If you are going to CAA06 in Boston February 22-26, consider attending this New Media Caucus panel: “The Visual Narrative of the Desktop”. Chaired by Alec McLeod of the California Institute of Integral Studies, the panel will include presentations on a varieties of approaches to the desktop interface:

–Juliet Davis, “Fractured Cybertales: Interface Mythologies of Feminine Choice and Control”

–Craig L. Warner, “What We May Want May Not Be What We Need–An Interface Should Face the Inner Need”

–Craig Saper, “Interface as/on Art”

–Sylvia Grace Borda, “The Social Implications of New Media: An Overview of Trends”

–Mary Agnes Krell & Petra Gemeinboeck, “Investigating Imaginary Evidence”

The panel will take place Saturday, February 25, from 9L30 a.m. to noon, in Room 311 of the Hynes Convention Center.

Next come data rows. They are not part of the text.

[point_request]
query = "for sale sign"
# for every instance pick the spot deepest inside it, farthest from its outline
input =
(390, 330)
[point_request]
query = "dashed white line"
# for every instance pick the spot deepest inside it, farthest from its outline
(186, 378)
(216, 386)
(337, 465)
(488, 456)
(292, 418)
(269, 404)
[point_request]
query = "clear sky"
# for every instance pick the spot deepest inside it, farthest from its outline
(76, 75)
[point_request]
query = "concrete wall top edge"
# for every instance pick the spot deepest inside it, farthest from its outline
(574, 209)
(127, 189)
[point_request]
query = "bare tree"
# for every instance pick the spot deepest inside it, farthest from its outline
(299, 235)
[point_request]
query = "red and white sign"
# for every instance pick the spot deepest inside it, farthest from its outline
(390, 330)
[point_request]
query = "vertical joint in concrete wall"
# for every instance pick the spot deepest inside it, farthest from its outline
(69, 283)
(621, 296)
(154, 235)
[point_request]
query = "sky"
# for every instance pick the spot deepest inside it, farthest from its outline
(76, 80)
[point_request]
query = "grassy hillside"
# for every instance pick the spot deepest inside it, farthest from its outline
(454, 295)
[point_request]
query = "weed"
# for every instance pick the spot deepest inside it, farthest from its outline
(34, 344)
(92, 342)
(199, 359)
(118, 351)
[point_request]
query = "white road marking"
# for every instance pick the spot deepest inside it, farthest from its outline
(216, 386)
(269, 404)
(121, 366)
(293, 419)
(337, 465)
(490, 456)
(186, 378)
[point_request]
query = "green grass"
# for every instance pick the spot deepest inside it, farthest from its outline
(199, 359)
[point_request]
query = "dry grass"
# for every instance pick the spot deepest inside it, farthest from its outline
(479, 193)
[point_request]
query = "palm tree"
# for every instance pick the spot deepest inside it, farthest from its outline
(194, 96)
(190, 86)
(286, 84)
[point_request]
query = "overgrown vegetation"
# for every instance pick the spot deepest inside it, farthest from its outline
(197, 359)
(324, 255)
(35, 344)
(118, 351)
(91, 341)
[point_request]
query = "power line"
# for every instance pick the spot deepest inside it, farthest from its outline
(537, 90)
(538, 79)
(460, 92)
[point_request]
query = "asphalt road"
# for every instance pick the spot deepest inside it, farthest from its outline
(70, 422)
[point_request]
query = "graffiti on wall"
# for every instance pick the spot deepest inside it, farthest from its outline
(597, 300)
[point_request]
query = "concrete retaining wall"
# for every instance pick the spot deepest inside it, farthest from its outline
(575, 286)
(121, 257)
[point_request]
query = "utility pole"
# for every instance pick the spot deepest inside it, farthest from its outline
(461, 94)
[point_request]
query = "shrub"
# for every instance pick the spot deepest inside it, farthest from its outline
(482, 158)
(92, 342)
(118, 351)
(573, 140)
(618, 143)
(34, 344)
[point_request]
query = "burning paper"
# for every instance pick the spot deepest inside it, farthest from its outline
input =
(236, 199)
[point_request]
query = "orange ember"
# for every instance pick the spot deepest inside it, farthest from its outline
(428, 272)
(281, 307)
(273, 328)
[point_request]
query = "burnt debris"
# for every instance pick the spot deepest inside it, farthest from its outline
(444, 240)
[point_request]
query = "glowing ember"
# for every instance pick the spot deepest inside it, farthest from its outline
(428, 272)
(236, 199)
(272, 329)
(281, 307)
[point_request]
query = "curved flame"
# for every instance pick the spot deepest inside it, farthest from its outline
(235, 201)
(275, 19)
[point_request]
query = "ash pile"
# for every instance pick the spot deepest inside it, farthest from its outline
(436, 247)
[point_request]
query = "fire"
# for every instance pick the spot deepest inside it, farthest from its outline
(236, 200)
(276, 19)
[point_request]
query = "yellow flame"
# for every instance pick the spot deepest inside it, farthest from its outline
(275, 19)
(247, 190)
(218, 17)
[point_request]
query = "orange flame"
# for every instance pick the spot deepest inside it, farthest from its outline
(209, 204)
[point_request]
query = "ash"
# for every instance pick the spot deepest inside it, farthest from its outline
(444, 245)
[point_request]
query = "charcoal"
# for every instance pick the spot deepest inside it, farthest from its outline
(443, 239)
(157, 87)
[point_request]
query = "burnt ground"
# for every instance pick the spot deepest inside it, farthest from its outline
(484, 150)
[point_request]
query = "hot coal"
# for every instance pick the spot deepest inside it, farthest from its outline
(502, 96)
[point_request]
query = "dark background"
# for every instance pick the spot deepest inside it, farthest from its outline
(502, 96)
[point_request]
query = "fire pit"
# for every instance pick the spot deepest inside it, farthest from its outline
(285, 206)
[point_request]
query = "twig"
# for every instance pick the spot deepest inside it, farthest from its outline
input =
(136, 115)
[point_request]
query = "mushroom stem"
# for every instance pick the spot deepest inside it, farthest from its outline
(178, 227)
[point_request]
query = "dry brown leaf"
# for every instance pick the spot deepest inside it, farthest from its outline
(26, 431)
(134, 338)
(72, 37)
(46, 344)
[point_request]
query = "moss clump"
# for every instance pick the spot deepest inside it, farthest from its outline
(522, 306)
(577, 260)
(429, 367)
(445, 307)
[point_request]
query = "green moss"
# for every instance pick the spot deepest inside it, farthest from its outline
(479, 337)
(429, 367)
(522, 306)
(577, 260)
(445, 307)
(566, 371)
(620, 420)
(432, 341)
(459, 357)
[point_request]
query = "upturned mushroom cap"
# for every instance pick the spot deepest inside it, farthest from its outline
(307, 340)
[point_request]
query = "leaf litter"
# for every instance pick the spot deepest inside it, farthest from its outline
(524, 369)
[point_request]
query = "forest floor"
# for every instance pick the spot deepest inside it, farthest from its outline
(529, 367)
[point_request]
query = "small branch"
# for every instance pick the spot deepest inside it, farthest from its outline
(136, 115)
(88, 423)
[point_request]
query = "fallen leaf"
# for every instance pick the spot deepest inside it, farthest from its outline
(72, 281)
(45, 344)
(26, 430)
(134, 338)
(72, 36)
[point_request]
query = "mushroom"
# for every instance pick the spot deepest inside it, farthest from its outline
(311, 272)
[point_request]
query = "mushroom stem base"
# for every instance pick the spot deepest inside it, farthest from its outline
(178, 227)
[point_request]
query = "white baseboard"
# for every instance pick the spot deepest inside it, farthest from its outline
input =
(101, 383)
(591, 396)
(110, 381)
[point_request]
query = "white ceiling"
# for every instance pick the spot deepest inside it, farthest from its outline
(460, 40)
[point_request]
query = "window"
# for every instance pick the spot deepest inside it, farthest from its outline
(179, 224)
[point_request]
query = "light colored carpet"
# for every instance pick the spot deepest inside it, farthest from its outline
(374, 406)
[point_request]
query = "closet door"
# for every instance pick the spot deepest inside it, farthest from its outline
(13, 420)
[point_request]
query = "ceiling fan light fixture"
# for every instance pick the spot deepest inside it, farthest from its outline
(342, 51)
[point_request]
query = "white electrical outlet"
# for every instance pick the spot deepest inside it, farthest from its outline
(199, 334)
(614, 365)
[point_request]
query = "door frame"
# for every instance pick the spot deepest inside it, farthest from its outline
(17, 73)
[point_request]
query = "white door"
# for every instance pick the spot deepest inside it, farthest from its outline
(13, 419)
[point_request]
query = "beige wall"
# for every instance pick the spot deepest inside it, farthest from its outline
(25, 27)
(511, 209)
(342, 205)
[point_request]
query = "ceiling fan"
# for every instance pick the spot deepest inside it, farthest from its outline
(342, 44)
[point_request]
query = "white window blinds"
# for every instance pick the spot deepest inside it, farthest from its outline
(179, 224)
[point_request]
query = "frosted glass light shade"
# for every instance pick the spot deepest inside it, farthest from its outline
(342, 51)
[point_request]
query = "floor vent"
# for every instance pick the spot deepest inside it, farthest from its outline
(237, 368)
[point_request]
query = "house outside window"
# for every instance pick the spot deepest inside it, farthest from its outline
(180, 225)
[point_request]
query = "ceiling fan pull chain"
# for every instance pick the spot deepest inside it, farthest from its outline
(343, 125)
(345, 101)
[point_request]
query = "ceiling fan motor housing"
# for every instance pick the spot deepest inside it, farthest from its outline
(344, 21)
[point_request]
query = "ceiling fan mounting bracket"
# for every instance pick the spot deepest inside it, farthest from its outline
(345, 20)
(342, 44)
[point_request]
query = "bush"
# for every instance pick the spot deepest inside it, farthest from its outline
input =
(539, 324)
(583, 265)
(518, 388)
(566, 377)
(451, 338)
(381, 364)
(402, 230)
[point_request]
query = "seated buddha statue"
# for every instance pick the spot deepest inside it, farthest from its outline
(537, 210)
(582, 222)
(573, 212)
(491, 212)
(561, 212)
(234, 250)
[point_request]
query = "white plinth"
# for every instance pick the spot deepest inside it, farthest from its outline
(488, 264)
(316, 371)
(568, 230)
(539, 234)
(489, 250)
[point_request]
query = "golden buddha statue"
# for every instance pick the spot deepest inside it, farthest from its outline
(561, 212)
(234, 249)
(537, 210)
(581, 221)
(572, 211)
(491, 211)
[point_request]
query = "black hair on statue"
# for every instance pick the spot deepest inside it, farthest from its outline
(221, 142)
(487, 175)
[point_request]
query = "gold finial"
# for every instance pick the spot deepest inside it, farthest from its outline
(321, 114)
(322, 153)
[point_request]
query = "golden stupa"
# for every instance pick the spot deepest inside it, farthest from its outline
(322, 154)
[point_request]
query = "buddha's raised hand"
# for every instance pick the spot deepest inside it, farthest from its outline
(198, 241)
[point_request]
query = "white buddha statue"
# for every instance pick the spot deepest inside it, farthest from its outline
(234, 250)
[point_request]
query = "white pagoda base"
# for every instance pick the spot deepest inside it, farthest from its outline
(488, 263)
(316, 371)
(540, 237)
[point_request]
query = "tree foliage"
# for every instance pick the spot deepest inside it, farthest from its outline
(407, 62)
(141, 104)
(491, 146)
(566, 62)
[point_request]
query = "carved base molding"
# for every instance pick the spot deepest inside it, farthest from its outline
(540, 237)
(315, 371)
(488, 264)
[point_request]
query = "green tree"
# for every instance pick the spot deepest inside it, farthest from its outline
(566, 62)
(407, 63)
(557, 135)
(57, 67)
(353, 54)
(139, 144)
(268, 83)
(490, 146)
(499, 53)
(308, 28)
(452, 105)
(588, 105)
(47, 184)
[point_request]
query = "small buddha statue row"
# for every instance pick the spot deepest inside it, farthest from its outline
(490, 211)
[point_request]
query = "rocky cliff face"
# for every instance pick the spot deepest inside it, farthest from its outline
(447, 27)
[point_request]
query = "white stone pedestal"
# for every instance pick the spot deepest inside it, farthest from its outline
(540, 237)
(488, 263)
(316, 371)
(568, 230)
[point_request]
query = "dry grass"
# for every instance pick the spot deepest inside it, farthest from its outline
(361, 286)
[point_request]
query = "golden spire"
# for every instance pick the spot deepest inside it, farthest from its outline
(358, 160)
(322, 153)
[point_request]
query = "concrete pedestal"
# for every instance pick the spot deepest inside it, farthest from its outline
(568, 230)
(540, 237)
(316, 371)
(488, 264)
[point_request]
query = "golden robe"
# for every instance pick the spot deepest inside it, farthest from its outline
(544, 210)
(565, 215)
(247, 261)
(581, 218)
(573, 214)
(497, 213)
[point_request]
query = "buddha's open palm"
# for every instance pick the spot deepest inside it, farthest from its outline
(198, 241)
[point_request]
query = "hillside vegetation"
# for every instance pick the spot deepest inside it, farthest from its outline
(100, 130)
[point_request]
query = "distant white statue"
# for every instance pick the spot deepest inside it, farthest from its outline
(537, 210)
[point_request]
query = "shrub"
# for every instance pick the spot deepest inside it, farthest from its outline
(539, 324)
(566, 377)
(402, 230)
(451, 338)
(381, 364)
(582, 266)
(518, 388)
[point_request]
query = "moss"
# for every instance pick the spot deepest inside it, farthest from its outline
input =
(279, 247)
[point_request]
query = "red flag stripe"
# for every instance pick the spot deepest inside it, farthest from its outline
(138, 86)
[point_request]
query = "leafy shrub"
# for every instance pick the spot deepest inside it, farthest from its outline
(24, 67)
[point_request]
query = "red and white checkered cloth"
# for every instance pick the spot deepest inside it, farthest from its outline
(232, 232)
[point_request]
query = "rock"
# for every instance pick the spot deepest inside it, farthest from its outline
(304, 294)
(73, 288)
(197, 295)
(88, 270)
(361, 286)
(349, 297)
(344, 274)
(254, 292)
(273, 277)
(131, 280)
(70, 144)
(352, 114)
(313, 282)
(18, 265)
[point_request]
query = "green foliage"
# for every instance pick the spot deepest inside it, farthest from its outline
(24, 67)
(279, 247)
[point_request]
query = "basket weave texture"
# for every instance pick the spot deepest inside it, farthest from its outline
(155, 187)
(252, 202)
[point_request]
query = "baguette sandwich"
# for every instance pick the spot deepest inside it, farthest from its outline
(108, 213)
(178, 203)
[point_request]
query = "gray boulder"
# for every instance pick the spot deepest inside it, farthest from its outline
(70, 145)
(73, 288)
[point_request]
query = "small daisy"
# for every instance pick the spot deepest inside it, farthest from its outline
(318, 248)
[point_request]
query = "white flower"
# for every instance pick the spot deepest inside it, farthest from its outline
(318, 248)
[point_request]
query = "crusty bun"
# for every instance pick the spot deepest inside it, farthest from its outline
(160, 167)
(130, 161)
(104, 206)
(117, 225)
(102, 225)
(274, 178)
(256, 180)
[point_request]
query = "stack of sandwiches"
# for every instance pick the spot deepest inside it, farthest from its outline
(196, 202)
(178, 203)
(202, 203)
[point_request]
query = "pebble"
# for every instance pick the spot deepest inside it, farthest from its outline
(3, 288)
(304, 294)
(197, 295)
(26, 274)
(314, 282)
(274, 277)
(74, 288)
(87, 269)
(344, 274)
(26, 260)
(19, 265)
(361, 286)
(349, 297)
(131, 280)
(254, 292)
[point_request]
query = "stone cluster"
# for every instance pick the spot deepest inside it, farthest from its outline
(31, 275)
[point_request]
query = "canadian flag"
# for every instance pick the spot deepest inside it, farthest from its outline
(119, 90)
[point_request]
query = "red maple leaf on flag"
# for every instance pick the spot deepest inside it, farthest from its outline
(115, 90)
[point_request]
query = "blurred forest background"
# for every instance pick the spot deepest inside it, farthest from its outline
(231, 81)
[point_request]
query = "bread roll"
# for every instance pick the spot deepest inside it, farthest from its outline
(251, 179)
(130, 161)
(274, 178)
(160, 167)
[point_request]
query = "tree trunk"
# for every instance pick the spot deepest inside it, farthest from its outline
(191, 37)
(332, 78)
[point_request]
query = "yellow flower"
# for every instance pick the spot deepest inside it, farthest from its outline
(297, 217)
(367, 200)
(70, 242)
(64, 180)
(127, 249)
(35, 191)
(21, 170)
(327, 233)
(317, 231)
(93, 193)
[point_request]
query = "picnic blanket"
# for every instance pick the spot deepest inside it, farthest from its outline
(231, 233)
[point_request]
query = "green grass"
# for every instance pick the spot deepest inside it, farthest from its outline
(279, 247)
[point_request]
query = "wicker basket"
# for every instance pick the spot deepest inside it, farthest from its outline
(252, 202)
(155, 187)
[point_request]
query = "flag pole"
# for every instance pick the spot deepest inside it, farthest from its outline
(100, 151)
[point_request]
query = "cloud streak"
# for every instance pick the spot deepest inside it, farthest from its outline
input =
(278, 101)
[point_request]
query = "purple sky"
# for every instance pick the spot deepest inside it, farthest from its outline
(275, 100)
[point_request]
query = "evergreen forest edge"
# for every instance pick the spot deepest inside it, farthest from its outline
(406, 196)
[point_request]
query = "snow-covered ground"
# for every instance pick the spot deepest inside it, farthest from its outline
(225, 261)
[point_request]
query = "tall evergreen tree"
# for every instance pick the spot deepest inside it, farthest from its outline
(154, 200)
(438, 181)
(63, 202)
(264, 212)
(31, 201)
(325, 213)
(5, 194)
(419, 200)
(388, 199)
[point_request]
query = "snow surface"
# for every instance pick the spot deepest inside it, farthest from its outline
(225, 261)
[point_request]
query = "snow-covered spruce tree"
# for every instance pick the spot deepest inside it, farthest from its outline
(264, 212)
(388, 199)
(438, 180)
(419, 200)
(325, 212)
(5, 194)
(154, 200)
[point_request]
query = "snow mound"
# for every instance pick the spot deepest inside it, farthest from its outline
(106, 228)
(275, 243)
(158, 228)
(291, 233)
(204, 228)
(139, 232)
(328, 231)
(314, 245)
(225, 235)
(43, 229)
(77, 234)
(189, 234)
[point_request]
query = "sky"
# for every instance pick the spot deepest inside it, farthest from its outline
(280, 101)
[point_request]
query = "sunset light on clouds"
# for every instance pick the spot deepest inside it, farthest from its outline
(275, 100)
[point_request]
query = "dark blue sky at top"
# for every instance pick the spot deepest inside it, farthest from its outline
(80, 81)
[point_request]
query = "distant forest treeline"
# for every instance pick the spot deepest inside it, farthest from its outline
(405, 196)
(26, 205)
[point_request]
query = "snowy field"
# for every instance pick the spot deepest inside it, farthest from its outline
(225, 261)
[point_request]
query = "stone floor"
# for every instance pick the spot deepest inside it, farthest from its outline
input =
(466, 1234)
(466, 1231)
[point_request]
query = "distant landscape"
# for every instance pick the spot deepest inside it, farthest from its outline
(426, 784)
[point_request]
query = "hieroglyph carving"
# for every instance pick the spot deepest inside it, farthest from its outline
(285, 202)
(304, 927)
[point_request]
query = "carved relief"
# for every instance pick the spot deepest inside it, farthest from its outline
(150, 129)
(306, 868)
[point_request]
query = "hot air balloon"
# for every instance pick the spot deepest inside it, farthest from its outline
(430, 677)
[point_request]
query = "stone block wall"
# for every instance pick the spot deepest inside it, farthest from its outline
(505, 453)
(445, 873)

For information on all the New Media Caucus’ events at CAA, visit NMC’s website.

February 12, 2006

Text Rain

Text RainText Rain is an interactive installation in which viewers play with the falling text of a poem. The text responds to motion and can be caught, lifted and released to fall again. If participants accumulate enough letters along their outstretched arms, or along the silhouette of any dark object, they can read words and phrases formed by the falling letters. With active participation the text of the poem “Talk, You” by Evan Zimroth can be gradually reconstructed. As Utterback and Achituv put it, “Zimroth’s poem creates metaphorical bridges between the physical and the linguistic. It employs images of the body moving through space to speak of interpersonal relationships, illustrating how ‘meanings’ come together and fall apart through transient ’syntactical’ spatial relationships.”

February 9, 2006

Call for Net Art Proposals: Turbulence.org

Turbulence announces a call for proposals for Turbulence New England Initiative II: Net Art and Hybrid Networked Art Competition. Three commissions of $3,500 each will be awarded by jurists Julian Bleeker, Michele Thursz, and Helen Thorington. Commissioned works will be exhibited on Turbulence.org and at Art Interactive. For more information, visit Turbulence.org. Proposal deadline is February 28, 2006.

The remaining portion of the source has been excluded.